StarPunk/starpunk/utils.py

"""
Core utility functions for StarPunk

This module provides essential utilities for slug generation, file operations,
hashing, and date/time handling. These utilities are used throughout the
application and have no external dependencies beyond standard library.
"""

# Standard library imports
import hashlib
import re
import secrets
import shutil
from datetime import datetime
from pathlib import Path
from typing import Optional

# Constants - Slug configuration
MAX_SLUG_LENGTH = 100
MIN_SLUG_LENGTH = 1
SLUG_WORDS_COUNT = 5
RANDOM_SUFFIX_LENGTH = 4

# Reserved slugs (system routes)
RESERVED_SLUGS = {"admin", "api", "static", "auth", "feed", "login", "logout"}

# File operations
TEMP_FILE_SUFFIX = ".tmp"
TRASH_DIR_NAME = ".trash"

# Hashing
CONTENT_HASH_ALGORITHM = "sha256"

# Regex patterns
SLUG_PATTERN = re.compile(r"^[a-z0-9]+(?:-[a-z0-9]+)*$")
SAFE_SLUG_PATTERN = re.compile(r"[^a-z0-9-]")
MULTIPLE_HYPHENS_PATTERN = re.compile(r"-+")
URL_PATTERN = re.compile(
    r"^https?://"  # http:// or https://
    r"(?:(?:[A-Z0-9](?:[A-Z0-9-]{0,61}[A-Z0-9])?\.)+[A-Z]{2,6}\.?|"  # domain...
    r"localhost|"  # localhost...
    r"\d{1,3}\.\d{1,3}\.\d{1,3}\.\d{1,3})"  # ...or ip
    r"(?::\d+)?"  # optional port
    r"(?:/?|[/?]\S+)$",
    re.IGNORECASE,
)

# Character set for random suffix generation
RANDOM_CHARS = "abcdefghijklmnopqrstuvwxyz0123456789"


# Helper Functions


def is_valid_url(url: str) -> bool:
    """
    Validate URL format

    Checks if a string is a valid HTTP or HTTPS URL.

    Args:
        url: URL string to validate

    Returns:
        True if valid URL, False otherwise

    Examples:
        >>> is_valid_url("https://example.com")
        True

        >>> is_valid_url("http://localhost:5000")
        True

        >>> is_valid_url("not-a-url")
        False

        >>> is_valid_url("ftp://example.com")
        False
    """
    if not url or not isinstance(url, str):
        return False
    return bool(URL_PATTERN.match(url))


def extract_first_words(text: str, max_words: int = 5) -> str:
    """
    Extract first N words from text

    Helper function for slug generation. Splits text on whitespace
    and returns first N non-empty words.

    Args:
        text: Text to extract words from
        max_words: Maximum number of words to extract (default: 5)

    Returns:
        Space-separated string of first N words

    Examples:
        >>> extract_first_words("Hello world this is a test", 3)
        'Hello world this'

        >>> extract_first_words("  Multiple   spaces  ", 2)
        'Multiple spaces'
    """
    words = text.strip().split()
    return " ".join(words[:max_words])


def normalize_slug_text(text: str) -> str:
    """
    Normalize text for use in slug

    Converts to lowercase, replaces spaces with hyphens, removes
    special characters, and collapses multiple hyphens.

    Args:
        text: Text to normalize

    Returns:
        Normalized slug-safe text

    Examples:
        >>> normalize_slug_text("Hello World!")
        'hello-world'

        >>> normalize_slug_text("Testing... with -- special chars!")
        'testing-with-special-chars'
    """
    # Convert to lowercase
    text = text.lower()

    # Replace spaces with hyphens
    text = text.replace(" ", "-")

    # Remove all non-alphanumeric characters except hyphens
    text = SAFE_SLUG_PATTERN.sub("", text)

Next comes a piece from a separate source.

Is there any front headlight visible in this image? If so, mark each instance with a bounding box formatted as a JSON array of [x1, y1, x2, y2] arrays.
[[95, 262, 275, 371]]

    # Collapse multiple hyphens to single hyphen
    text = MULTIPLE_HYPHENS_PATTERN.sub("-", text)

    # Strip leading/trailing hyphens
    text = text.strip("-")

    return text


def generate_random_suffix(length: int = 4) -> str:
    """
    Generate random alphanumeric suffix

    Creates a secure random string for making slugs unique.
    Uses lowercase letters and numbers only.

    Args:
        length: Length of suffix (default: 4)

    Returns:
        Random alphanumeric string

    Examples:
        >>> suffix = generate_random_suffix()
        >>> len(suffix)
        4
        >>> suffix.isalnum()
        True
    """
    return "".join(secrets.choice(RANDOM_CHARS) for _ in range(length))


# Slug Functions


def generate_slug(content: str, created_at: Optional[datetime] = None) -> str:
    """
    Generate URL-safe slug from note content

    Creates a slug by extracting the first few words from the content and
    normalizing them to lowercase with hyphens. If content is insufficient,
    falls back to timestamp-based slug.

    Args:
        content: The note content (markdown text)
        created_at: Optional timestamp for fallback slug (defaults to now)

    Returns:
        URL-safe slug string (lowercase, alphanumeric + hyphens only)

    Raises:
        ValueError: If content is empty or contains only whitespace

    Examples:
        >>> generate_slug("Hello World! This is my first note.")
        'hello-world-this-is-my'

        >>> generate_slug("Testing... with special chars!@#")
        'testing-with-special-chars'

        >>> generate_slug("A")  # Too short, uses timestamp
        '20241118-143022'

    Notes:
        - This function does NOT check for uniqueness
        - Caller must verify slug doesn't exist in database
        - Use make_slug_unique() to add random suffix if needed
    """
    # Validate input
    if not content or not content.strip():
        raise ValueError("Content cannot be empty or whitespace-only")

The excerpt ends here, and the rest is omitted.